While talking to Balisha and Left Foot Forward’s founder, Denice Olatunji, each emphasized the importance of creating spaces for honest conversation and healing. People who have suffered from abuse as a child are more prone to other issues from academics to sexual and physical health as an adult. Unfortunately the epidemic of sexual abuse is rarely talked about enough in conversation. Especially in Black communities, abuse tends to be swept under the rug and there are few spaces for survivors to gather and support each other.

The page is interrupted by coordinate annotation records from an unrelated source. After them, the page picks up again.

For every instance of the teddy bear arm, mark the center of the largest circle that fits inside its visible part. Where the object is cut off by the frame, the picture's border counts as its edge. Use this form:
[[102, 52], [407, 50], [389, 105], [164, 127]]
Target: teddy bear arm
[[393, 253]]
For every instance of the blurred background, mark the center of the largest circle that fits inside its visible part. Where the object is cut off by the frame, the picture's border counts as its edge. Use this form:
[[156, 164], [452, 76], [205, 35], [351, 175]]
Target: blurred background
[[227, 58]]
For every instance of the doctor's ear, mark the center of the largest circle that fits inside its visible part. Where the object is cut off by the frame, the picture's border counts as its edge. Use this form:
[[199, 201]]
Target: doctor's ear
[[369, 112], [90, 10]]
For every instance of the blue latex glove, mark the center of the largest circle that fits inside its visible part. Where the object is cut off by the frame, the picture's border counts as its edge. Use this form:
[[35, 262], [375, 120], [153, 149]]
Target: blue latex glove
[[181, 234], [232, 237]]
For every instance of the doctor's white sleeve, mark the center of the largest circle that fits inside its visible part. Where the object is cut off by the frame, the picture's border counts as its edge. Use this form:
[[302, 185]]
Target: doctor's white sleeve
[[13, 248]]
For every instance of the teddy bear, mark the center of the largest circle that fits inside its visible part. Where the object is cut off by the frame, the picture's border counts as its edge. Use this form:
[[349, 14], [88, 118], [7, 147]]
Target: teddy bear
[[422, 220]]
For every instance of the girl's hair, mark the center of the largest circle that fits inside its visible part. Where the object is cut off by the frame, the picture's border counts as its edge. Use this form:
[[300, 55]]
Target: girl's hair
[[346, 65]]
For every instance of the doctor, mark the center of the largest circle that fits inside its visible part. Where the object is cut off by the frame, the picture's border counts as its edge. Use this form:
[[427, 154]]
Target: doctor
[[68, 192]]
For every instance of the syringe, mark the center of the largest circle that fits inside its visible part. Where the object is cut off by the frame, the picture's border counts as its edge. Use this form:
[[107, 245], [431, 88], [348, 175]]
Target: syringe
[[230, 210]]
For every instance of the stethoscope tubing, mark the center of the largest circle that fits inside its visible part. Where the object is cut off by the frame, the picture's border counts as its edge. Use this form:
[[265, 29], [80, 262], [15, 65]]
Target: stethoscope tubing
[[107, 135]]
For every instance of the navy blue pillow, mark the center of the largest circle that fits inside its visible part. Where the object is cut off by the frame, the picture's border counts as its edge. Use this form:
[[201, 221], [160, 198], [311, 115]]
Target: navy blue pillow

It wasn’t until attending her first Left Foot Forward panel that Balisha felt comfortable coming out publicly about her experiences. Since then she has become a great source of motivation for others, attending every panel and even using social media to amplify her message of positivity. According to Denice,“She’s a shining example of a young survivor who wasn’t afraid to come forward. Sometime people don’t get that courage unless they see others being bold. She fits perfectly with what it is we do.”
A survivor of sexual abuse herself, Denice founded Left Foot Forward because of her own personal experiences with healing through the arts. She writes, “Once I moved to Memphis, I immersed myself in the arts, went to an open mic event, and connected with other artists…I was doing spoken word, singing, acting in plays. That’s when my real healing came. I did some traditional counseling, but it was the arts and community service that gave me my real breakthrough.”
Next steps for the organization involve mapping out avenues for free counseling services, and pairing with the Man in the Mirror group from London, a support group for adult survivors of sexual assault. There will be a documentary screening about the project here in Memphis, with a community discussion and open mic with the founder to follow.